Pre- and Post-Submission Support for Global Regulatory Compliance

At CLINZTECH, we specialize in providing end-to-end regulatory submission services to support pharmaceutical and API manufacturers across global markets. From dossier compilation to post-submission lifecycle management, our regulatory experts ensure that your submissions meet the highest standards of accuracy, format, and compliance—accelerating approval timelines and reducing regulatory risk.

Pre-Submission Services

1. Drug Master File (DMF) Compilation

• US and Europe Markets (Modules 1, 2, and 3)
  Using Knowledge Net Software, we ensure seamless compilation of DMFs in eCTD format as per current FDA and EMA guidelines.
• Brazil (ANVISA) and Rest of World (ROW) Markets
  Specialized compilation of dossiers tailored to ANVISA’s Module 1 specifications and region-specific regulatory requirements.
• India (DCGI/CDSCO)
  Compilation and submission of Type I/II/III DMFs per Indian regulations, with full compliance to DCGI/CDSCO guidance.

2. Certification and Compliance Submissions

• Certificate of Suitability (CEP)
  Preparation and submission to the European Directorate for the Quality of Medicines (EDQM) to demonstrate compliance with the European Pharmacopoeia monographs.
• Active Substance Master File (ASMF)
  Structured compilation for submission to the European Medicines Agency (EMA) and other national competent authorities in the EU.

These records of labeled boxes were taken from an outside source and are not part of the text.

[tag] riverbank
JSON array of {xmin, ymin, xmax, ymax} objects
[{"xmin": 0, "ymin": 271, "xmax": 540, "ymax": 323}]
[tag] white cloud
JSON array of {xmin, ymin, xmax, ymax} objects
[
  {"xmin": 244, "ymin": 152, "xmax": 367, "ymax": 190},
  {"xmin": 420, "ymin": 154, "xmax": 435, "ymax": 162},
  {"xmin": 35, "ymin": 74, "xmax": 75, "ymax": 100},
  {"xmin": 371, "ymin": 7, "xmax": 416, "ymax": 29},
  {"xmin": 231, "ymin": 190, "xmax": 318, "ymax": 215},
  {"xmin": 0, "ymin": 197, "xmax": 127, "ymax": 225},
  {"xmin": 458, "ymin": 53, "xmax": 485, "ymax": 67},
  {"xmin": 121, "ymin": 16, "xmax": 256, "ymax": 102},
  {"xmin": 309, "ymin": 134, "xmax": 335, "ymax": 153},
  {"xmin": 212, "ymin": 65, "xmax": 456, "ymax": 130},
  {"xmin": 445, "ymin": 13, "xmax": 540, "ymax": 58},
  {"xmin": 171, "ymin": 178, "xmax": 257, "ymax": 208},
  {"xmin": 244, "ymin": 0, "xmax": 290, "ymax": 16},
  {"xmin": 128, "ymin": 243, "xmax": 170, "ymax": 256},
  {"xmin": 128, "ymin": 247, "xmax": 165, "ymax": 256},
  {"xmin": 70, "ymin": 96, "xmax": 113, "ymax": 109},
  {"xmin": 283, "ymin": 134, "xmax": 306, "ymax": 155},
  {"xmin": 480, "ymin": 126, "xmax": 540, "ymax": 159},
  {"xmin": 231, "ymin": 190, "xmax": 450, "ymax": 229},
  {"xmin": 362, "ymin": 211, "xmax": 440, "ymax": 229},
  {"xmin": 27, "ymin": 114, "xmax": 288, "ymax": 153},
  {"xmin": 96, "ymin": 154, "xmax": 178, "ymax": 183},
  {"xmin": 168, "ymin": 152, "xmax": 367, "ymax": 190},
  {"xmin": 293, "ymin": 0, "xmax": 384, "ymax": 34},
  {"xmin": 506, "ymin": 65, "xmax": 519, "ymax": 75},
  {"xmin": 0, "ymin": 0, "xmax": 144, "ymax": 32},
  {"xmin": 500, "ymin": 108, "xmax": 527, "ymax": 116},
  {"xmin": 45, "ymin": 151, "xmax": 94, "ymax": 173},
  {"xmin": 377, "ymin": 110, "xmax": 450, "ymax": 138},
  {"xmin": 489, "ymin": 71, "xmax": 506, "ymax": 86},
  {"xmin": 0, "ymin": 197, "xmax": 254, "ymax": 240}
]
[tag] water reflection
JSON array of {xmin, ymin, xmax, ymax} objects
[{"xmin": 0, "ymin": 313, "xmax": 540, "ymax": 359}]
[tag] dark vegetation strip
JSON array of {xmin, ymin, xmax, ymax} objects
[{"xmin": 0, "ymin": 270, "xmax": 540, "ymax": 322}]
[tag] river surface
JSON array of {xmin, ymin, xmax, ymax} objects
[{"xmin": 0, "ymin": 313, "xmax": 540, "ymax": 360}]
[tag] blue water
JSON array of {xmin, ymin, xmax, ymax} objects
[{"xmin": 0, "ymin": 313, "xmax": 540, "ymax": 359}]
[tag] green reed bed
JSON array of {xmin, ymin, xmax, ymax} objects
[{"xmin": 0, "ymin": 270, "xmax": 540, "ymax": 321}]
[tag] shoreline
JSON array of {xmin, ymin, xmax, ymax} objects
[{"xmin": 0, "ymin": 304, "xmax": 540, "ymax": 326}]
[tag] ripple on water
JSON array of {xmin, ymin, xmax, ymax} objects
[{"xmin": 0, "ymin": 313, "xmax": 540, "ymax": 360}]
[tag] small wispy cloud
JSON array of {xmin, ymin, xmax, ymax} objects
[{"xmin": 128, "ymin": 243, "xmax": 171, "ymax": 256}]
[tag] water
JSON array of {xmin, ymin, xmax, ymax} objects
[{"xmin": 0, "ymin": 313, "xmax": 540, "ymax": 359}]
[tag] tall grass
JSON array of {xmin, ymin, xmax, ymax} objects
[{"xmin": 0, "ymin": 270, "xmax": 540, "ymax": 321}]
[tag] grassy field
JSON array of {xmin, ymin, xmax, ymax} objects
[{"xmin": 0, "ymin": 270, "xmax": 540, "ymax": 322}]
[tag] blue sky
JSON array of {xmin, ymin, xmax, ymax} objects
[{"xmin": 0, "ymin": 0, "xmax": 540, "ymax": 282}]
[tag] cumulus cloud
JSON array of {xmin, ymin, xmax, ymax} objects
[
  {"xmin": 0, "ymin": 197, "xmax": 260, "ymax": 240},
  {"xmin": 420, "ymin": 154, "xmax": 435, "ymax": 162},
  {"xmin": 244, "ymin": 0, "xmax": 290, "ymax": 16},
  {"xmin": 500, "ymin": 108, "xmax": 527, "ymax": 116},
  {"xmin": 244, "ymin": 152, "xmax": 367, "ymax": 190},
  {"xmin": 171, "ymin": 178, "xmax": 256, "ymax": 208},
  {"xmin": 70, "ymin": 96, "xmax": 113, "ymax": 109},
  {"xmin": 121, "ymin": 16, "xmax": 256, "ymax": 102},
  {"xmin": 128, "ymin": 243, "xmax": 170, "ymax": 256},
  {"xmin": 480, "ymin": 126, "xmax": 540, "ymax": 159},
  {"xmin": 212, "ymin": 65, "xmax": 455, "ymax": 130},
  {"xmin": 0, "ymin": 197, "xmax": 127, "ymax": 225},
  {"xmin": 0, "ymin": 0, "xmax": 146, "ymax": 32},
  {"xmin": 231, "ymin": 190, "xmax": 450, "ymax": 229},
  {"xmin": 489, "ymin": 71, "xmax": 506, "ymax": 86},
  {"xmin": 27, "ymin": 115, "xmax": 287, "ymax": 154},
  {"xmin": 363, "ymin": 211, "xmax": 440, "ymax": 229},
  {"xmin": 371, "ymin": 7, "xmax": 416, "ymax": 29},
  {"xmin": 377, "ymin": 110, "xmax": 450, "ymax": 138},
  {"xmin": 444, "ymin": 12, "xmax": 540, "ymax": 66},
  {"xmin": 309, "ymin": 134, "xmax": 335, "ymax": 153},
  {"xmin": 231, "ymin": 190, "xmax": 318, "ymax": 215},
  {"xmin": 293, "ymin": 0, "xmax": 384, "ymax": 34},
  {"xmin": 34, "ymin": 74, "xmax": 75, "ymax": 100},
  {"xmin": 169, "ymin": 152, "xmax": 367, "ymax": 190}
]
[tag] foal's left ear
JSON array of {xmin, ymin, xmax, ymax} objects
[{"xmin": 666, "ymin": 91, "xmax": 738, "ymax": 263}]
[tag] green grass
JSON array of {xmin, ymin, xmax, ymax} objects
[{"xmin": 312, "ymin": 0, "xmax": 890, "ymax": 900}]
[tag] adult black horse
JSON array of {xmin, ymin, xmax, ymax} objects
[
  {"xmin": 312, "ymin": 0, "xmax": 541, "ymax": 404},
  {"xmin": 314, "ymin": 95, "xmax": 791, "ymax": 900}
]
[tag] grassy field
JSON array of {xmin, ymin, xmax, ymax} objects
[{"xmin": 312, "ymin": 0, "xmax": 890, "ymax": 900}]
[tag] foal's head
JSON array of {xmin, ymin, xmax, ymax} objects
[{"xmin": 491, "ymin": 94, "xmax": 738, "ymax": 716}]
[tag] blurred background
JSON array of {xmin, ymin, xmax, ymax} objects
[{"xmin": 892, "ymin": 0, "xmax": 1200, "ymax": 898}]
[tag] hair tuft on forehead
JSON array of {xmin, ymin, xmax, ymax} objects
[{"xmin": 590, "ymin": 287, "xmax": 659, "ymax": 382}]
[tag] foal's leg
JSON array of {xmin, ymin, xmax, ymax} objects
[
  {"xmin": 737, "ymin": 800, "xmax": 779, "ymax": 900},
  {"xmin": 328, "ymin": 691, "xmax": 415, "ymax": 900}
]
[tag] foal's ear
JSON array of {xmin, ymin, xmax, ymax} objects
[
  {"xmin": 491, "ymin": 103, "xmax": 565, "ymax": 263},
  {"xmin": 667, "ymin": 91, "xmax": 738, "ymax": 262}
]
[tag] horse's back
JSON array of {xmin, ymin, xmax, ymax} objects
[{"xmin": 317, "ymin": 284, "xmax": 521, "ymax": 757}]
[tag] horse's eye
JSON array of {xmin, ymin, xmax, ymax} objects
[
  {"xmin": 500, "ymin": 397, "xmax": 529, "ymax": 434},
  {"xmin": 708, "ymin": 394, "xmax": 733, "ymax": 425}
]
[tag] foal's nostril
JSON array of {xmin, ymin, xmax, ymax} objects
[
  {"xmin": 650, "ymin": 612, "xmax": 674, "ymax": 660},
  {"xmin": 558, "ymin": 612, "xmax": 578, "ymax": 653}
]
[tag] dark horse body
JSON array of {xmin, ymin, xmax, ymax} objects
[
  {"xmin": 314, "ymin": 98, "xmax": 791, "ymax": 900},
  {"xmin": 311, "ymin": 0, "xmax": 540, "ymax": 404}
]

3. Technical Review and Documentation Support

• Chemistry, Manufacturing, and Control (CMC) Review
  In-depth review of CMC data and documents to ensure technical accuracy and regulatory alignment for Module 3.
• Technical Documentation Evaluation
  Expert review of documents received from customers to verify completeness, accuracy, and readiness for regulatory filing.
• Quality Overall Summary (QOS)
  Preparation of a concise and comprehensive QOS for Module 2, summarizing critical quality-related information from Module 3.

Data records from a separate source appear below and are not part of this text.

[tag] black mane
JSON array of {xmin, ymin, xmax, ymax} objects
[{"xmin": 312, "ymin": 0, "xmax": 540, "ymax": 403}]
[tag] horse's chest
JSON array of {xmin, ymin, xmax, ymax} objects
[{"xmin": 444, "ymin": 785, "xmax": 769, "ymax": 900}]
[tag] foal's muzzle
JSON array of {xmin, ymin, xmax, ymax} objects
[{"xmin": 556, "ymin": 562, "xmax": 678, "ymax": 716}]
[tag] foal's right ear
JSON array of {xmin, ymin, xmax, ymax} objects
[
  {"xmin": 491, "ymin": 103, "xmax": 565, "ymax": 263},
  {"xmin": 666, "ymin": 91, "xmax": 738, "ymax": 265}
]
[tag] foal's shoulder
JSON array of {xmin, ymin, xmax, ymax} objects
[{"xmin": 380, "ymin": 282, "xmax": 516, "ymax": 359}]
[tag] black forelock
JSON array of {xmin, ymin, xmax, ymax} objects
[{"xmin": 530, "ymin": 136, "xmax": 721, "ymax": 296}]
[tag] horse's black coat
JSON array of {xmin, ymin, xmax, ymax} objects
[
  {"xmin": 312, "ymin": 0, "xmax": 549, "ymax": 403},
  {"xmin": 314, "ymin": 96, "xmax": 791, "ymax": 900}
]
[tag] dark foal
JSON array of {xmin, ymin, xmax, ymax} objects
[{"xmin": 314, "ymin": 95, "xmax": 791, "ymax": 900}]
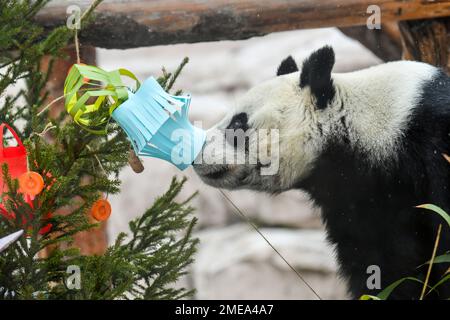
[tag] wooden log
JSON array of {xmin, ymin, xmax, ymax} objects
[
  {"xmin": 399, "ymin": 18, "xmax": 450, "ymax": 74},
  {"xmin": 37, "ymin": 0, "xmax": 450, "ymax": 49},
  {"xmin": 339, "ymin": 22, "xmax": 402, "ymax": 62}
]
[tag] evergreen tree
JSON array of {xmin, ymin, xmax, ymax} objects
[{"xmin": 0, "ymin": 0, "xmax": 197, "ymax": 299}]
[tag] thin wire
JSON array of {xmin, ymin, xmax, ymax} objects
[
  {"xmin": 74, "ymin": 28, "xmax": 81, "ymax": 64},
  {"xmin": 219, "ymin": 189, "xmax": 322, "ymax": 300}
]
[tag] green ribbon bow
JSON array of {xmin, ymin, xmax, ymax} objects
[{"xmin": 64, "ymin": 64, "xmax": 140, "ymax": 135}]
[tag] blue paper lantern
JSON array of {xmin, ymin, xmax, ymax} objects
[{"xmin": 112, "ymin": 77, "xmax": 206, "ymax": 170}]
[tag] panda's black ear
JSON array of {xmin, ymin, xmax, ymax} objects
[
  {"xmin": 300, "ymin": 46, "xmax": 335, "ymax": 109},
  {"xmin": 277, "ymin": 56, "xmax": 298, "ymax": 76}
]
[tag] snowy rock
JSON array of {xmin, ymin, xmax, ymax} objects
[{"xmin": 191, "ymin": 224, "xmax": 347, "ymax": 299}]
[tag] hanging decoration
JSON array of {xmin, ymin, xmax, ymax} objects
[
  {"xmin": 64, "ymin": 64, "xmax": 206, "ymax": 170},
  {"xmin": 91, "ymin": 199, "xmax": 112, "ymax": 221},
  {"xmin": 0, "ymin": 123, "xmax": 52, "ymax": 234}
]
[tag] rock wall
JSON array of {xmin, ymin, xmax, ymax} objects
[{"xmin": 98, "ymin": 29, "xmax": 379, "ymax": 299}]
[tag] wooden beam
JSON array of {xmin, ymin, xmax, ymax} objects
[
  {"xmin": 399, "ymin": 18, "xmax": 450, "ymax": 74},
  {"xmin": 339, "ymin": 22, "xmax": 402, "ymax": 62},
  {"xmin": 37, "ymin": 0, "xmax": 450, "ymax": 49}
]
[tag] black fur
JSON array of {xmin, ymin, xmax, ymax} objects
[
  {"xmin": 298, "ymin": 72, "xmax": 450, "ymax": 299},
  {"xmin": 300, "ymin": 46, "xmax": 335, "ymax": 109},
  {"xmin": 277, "ymin": 56, "xmax": 298, "ymax": 76}
]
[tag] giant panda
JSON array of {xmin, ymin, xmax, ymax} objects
[{"xmin": 194, "ymin": 46, "xmax": 450, "ymax": 299}]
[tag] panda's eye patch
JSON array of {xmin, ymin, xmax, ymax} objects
[
  {"xmin": 227, "ymin": 112, "xmax": 248, "ymax": 131},
  {"xmin": 225, "ymin": 112, "xmax": 249, "ymax": 150}
]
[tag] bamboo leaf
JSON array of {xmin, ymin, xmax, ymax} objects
[{"xmin": 416, "ymin": 204, "xmax": 450, "ymax": 227}]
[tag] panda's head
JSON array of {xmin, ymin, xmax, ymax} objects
[
  {"xmin": 194, "ymin": 46, "xmax": 436, "ymax": 192},
  {"xmin": 194, "ymin": 47, "xmax": 342, "ymax": 192}
]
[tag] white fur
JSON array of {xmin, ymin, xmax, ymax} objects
[{"xmin": 196, "ymin": 61, "xmax": 436, "ymax": 191}]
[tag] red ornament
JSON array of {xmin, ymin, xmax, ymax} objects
[
  {"xmin": 0, "ymin": 123, "xmax": 52, "ymax": 234},
  {"xmin": 91, "ymin": 199, "xmax": 112, "ymax": 221}
]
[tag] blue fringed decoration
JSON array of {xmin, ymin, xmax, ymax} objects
[{"xmin": 112, "ymin": 77, "xmax": 206, "ymax": 170}]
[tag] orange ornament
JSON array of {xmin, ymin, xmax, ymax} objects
[
  {"xmin": 19, "ymin": 171, "xmax": 44, "ymax": 196},
  {"xmin": 91, "ymin": 199, "xmax": 112, "ymax": 221}
]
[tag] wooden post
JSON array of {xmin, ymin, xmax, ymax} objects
[
  {"xmin": 399, "ymin": 18, "xmax": 450, "ymax": 74},
  {"xmin": 37, "ymin": 0, "xmax": 450, "ymax": 49},
  {"xmin": 41, "ymin": 46, "xmax": 108, "ymax": 256},
  {"xmin": 339, "ymin": 22, "xmax": 402, "ymax": 62}
]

eCTD Filing and Lifecycle Management

• eCTD Compilation and Submission (US & Europe)
  Fully compliant electronic Common Technical Document (eCTD) submissions using Knowledge Net Software, aligned with FDA, EMA, and ICH guidelines.
• Submission Readiness and Formatting
  Document formatting, hyper-linking, bookmarking, and validation to ensure eCTD structure integrity.

Post-Submission Services

Our regulatory services don’t end at submission—we provide full post-submission support to maintain compliance throughout the product lifecycle.

• Annual Reports and Amendments
  Preparation and timely submission of annual updates and amendments to meet evolving regulatory requirements and changes in manufacturing or control.
• Variation Filings
  Compilation and submission of Type IA, IB, and II variations for the EU and applicable change notifications for other markets.
• Regulatory Intelligence and Strategy
  Ongoing tracking of regional regulatory changes to guide clients on necessary updates or documentation revisions.

Why CLINZTECH?

• Regulatory Expertise Across Markets
  In-depth knowledge of FDA, EMA, ANVISA, EDQM, DCGI, and ROW requirements.
• Technical Accuracy & Compliance
  Thorough review of scientific and technical documents to ensure consistency, completeness, and regulatory compliance.
• Software-Driven Precision
  Use of Knowledge Net Software for eCTD compilation, document validation, and structured submission.
• Global Submission Support
  End-to-end regulatory support across North America, Europe, South America, Asia, and Africa.
• Timely Submissions and Support
  Our streamlined approach ensures that all documents are compiled, reviewed, and submitted on time, every time.

Whether you’re preparing for initial submission or managing post-approval changes, CLINZTECH provides the regulatory expertise and technology support needed to ensure a smooth, efficient, and compliant submission process across all markets.